Grâce à un récit, enrichi d’anecdotes tristes ou drôles, les termes d’ultra libéralisme prennent ici un autre sens, le dessinateur montrant des êtres, des souffrances, des frustrations plus éloquents que des termes politiques généraux abstraits. Quand Toulmé rencontre et suit une tournée d’un chauffeur coréen, ce sont les conséquences directes sur la vie quotidienne d’un homme que l’on découvre concrètement.

Des intermèdes avec la sociologue spécialiste des questions du travail, Dominique Meda, permettent de fournir des éléments de réflexion complémentaire, même si le constat final d’une transformation de ce monde économique, marqué aussi par des siècles de valorisation du travail par la religion, semble une perspective difficilement envisageable. Cherchant toujours des raisons d’espérer, Toulmé part finalement aux Comores pour découvrir et comprendre une expérience de modification d’un secteur entier de l’économie locale: la culture, la récolte, la distillation et l’exportation de l’ylang, une huile essentielle utilisée dans les plus grands parfums. D’autres rapports professionnels, une production plus respectueuse de l’environnement, une relocalisation, apportent de l’espoir mais tributaire d’un contexte mondial, cette goutte d’espérance semble perdue dans un immense océan.

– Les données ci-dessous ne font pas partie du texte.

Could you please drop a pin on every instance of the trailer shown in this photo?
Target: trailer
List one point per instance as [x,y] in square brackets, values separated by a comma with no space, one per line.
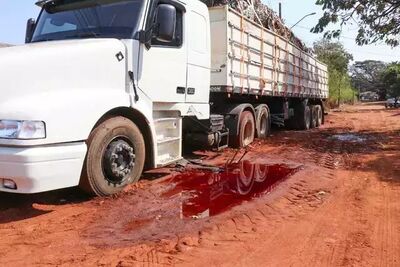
[115,87]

Quand Toulmé quitte ses interlocuteurs, il leur demande ce qu’ils feraient s’ils disposaient de suffisamment d’argent pour vivre sans travailler: la plupart continueraient leur métier en aidant les autres dans leurs projets. Un constat final qui démontre, que le travail, ou son absence, nous définit en nous attribuant une place particulière dans la société. Qu’on le veuille ou non.

Et travailler et vivre de Fabien Toulmé. Tome 2 de la série « Les reflets du monde ». Editions Delcourt/Encrages. 360 pages. 25,95€.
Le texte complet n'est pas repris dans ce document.